As a follower of Jesus, I’ve seen our churches close doors out of necessity. We’ve turned to livestreaming, Zoom and a bunch of other online platforms. Some things are different, some things are the same.
Worship is one the things that stayed pretty much the same. Online we’re still singing the same songs. Churches have started meeting together again. Even though congregations aren’t allowed to sing, the worship teams lead us in the same old songs.
Just to be clear, the songs aren’t bad. Many of them are full of God’s praise, his triumph, and celebration. But in a world that has seen 27,000,000 Covid-19 infections and 900,000 people die, is it okay not to celebrate?
Where are the songs that lead us to ask, “How long, Lord?” The Psalms are of full of individuals and communities bringing their deepest hurts and pain to God, and wanting him to act. They are called psalms of lament.
Lamenting and praising exist together. It is in the wrestling with pain, when compared to promises of God, that we find the depth of our hope. Mark Vroegop write this:
‘Belief in God’s mercy, redemption,and sovereignty create lament. Without hope in God’s deliverance and the conviction that he is all-powerful, there would be no reason to lament when pain invaded our lives.’
Maybe I’m more sensitive to dark days, as someone walking through depression, however my sense is that people are struggling these days. As Jesus followers it is a privilege to walk together is these days of dark clouds in a way that enables each of us to jointly take our burdens to Christ.
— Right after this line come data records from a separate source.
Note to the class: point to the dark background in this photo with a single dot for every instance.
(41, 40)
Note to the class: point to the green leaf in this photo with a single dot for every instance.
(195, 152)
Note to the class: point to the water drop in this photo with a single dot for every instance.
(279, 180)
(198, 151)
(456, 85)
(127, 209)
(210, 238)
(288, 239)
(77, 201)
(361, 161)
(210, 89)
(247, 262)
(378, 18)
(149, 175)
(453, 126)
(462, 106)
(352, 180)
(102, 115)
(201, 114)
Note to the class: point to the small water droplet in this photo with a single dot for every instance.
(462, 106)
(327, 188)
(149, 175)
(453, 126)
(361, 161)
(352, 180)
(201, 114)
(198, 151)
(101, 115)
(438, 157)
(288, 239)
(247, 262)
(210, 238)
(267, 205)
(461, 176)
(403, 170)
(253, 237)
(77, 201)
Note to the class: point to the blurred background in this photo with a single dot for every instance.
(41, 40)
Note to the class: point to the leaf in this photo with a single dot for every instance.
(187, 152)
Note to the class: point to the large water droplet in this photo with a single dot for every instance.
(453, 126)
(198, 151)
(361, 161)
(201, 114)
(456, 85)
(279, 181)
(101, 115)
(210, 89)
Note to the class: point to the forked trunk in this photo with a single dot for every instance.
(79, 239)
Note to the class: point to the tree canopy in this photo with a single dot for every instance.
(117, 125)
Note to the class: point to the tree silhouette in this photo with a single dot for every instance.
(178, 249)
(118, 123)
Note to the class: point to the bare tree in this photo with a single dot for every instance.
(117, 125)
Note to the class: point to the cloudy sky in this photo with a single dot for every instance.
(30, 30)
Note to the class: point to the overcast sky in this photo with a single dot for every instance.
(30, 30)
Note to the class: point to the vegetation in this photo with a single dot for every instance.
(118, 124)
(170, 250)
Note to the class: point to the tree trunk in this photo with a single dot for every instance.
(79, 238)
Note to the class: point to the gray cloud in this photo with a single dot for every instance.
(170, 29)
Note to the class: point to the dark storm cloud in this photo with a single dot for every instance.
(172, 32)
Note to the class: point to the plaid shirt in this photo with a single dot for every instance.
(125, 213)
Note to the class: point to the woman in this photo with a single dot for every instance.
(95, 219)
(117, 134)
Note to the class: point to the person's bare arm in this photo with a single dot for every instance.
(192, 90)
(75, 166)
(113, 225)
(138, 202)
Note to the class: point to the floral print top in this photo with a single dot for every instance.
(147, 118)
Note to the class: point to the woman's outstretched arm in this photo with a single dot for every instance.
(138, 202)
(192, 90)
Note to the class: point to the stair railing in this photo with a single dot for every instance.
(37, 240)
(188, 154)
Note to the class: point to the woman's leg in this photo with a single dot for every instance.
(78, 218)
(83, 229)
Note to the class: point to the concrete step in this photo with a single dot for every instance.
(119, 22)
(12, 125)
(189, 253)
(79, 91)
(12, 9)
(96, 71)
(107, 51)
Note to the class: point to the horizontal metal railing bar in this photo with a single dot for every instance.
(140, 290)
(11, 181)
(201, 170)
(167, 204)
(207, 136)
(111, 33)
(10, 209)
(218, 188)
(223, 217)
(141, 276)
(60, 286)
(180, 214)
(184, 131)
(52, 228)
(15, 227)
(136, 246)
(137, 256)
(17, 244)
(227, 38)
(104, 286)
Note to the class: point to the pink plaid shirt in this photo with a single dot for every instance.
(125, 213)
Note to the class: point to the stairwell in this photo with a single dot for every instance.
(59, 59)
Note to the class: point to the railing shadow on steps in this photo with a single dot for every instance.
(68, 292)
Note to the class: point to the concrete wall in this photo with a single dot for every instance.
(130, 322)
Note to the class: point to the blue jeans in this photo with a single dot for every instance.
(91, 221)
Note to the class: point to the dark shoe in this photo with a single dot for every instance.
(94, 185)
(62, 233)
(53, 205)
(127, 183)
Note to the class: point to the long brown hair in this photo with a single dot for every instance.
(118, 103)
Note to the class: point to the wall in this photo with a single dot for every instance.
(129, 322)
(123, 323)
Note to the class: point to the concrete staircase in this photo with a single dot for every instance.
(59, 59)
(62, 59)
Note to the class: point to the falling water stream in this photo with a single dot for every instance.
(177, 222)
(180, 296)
We aren’t used to lament in our society. Here’s a rough liturgy I would use to help people connect with the idea of lament as we continue to walk our Covid-19 world in a way directs them to God.
Teach me to lament
How long, Lord? Will you forget me forever?
How long will you hide your face from me?
How long will I store up anxious concerns within me,
Agony in mind every day?
How long will my enemy dominate me?
Consider me and answer, Lord my God.
Restore brightness to my eyes;
Otherwise, I will sleep in death.
My enemy will say, “I have triumphed over him,”
And my foes will rejoice because I am shaken.
But I have trusted in your faithful love;
My heart will rejoice in your deliverance.
I will sing to the Lord
Because he has treated me generously.